The Presence of an Accountability Vacuum
Opponents of codification argue that there is no accountability vacuum, and therefore, there is no need for gender apartheid to be codified. This is due to the presence of Article 7(1)(h) in the Rome Statute, which includes gender persecution as a CAH. As recognised by the International Criminal Court’s (ICC) Office of the Prosecutor, gender persecutions are ‘rarely investigated adequately or charged’ and therefore there is a lack of jurisprudence on the matter.
However, the Office of the Prosecutor has stepped forth to clarify the application of gender persecution. The specific details of the elements required to prove gender persecution may be found here. Furthermore, the ICC commenced its first international criminal trial against an individual for the crime of gender persecution in 2018 amongst other crimes, showing that the ICC is actively seeking to utilise the existing provisions on gender persecution to bring justice to victims.
Without going into a detailed comparison, opponents of codification essentially argue that gender apartheid as currently envisioned is covered under the crime of gender persecution. Both acts involve a widespread or systematic attack against a civilian population. The Taliban’s acts of oppression against Afghan civilians, in particular women and girls, is part of a widespread or systematic attack as evident in their organisational policies. Therefore, it is already covered under the crime of gender persecution.
In contrast, proponents of codification argue that an accountability vacuum exists and that the crime of gender persecution is distinct from gender apartheid. They claim that gender apartheid is unique in animus and intent. Perpetrators of gender apartheid not only aim for the deprivation of rights but to ‘maintain an existent system of governance founded upon the systematic domination and oppression of another group or groups’. Therefore, the mens rea is fundamentally different.

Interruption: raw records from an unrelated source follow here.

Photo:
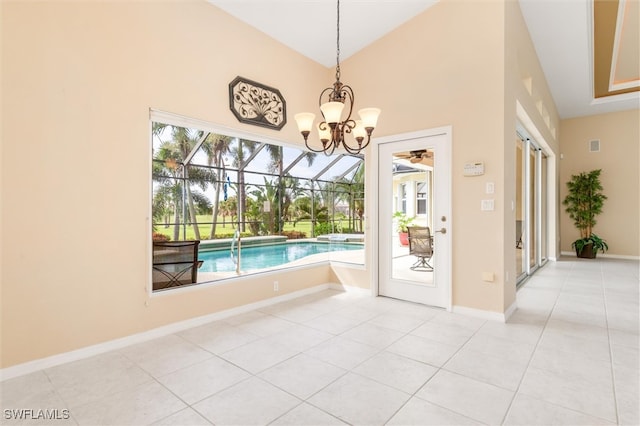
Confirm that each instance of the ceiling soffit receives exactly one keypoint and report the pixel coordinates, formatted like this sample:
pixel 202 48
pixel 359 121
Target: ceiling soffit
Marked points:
pixel 616 47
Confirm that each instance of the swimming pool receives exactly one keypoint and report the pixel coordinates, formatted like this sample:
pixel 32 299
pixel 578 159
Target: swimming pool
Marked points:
pixel 268 256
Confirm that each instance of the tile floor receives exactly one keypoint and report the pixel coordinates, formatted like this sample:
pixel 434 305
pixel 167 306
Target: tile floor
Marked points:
pixel 569 355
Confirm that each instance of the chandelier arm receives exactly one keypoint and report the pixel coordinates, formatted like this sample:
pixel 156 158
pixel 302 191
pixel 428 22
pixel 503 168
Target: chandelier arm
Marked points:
pixel 356 150
pixel 346 92
pixel 313 149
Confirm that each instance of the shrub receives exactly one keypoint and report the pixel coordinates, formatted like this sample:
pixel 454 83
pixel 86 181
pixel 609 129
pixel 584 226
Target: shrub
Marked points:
pixel 160 237
pixel 294 235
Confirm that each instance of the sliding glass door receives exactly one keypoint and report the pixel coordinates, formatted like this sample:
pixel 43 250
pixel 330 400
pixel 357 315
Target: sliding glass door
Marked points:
pixel 531 193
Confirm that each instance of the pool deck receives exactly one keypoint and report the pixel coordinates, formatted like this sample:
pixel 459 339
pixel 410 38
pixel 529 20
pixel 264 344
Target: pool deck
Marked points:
pixel 347 238
pixel 225 243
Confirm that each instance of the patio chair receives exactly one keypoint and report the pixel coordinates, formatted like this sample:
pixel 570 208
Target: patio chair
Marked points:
pixel 175 263
pixel 421 246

However, this argument has also received pushback. According to Ahmad Ali Shariati the Taliban’s motivations ‘run deeper than mere regime preservation’ and extend to their deep-rooted political convictions intertwined with religious beliefs. Therefore, establishing a mens rea focused on the creation of a discriminatory regime may be inadequate to truly help women in Afghanistan. Shariati claims that gender persecution is therefore “better suited” to deal with the Taliban’s oppressive conduct which deprives women of their fundamental rights.
Moving Forward
At the end of the day, both opponents and proponents of codification will agree that more needs to be done to protect women against oppressive acts. However, the disagreement lies in how best to achieve that. On legal reasoning alone, the opponents appear to have a stronger basis. Shariati suggests that to hold the Taliban and similar regimes accountable, one could exert further pressure on the ICC to issue arrest warrants against Taliban leaders for gender persecution. Certainly, that would be a welcome measure in protecting vulnerable women.
Perhaps, it might also be meaningful to pivot the discussion from codification to the absence of meaningful enforcement mechanisms in human rights treaties. Despite Afghanistan being a party to and violating several human rights treaties such as the International Covenant on Civil and Political Rights, the Taliban has evaded any real responsibility. Until States come together to address the pervasive problem with enforcement, the effectiveness of international law remains fraught with hurdles.
Elsa Shalina Abdullah is a Juris Doctor candidate at the Singapore Management University.